Tadweer Group
- Industry: Waste Management
- Founded: 2008; 18 years ago
- Headquarters: Abu Dhabi, United Arab Emirates
- Parent: Abu Dhabi Developmental Holding Company
- Website: www.tadweer.ae

= Tadweer Group =

Emirati waste management company

Tadweer Group is an Abu Dhabi-based waste management and recycling services company. Initially known as the Abu Dhabi Waste Management Company (Tadweer), Tadweer was rebranded following its acquisition by Abu Dhabi Developmental Holding Company (ADQ) in 2022.

== History ==
Tadweer was established in 2008, focusing on waste management. By 2011, fees on waste producers were imposed, and the company invested 6.6 billion AED in recycling. In 2012, it became a registered environmental service provider. In 2014 Tadweer hosted EcoWASTE event for the first time which later became annual. Tadweer was acquired by Abu Dhabi Developmental Holding Company in 2022, followed by the rebranding as Tadweer Group in 2024.

In 2020, the company implemented a National Sterilisation programme. Also in 2024, Tadweer Group acquired Enviroserve, a processing hub specializing in electronic waste recycling, expanding its operations to the Middle East, Africa, and Caucasus region.

In 2023, Tadweer and Ministry of Climate Change and Environment launched Waste to Zero global decarbonization initiative.

In 2024, the company together with Emirates Water and Electricity Company partnered with Japanese consortium that includes Marubeni Corporation, Hitachi Zosen Inova AG (HZI), and Japan Overseas Infrastructure Investment Corporation for Transport & Urban Development (JOIN) to develop an advanced waste-to-energy facility in Abu Dhabi with annual processing capacity of 900,000 tonnes of waste.
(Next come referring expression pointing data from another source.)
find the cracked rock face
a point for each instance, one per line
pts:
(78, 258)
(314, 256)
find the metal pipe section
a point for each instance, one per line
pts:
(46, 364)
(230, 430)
Also in 2024, it started developing a Material Recovery Facility for recovering and capturing valuable recyclable material from municipal solid waste.

== Activities ==
Tadweer Group is a part of ADQ's Energy & Utilities portfolio. It focuses on developing sustainable waste management practices. In addition to its operations in Abu Dhabi, Tadweer Group collaborates with organizations on waste management worldwide.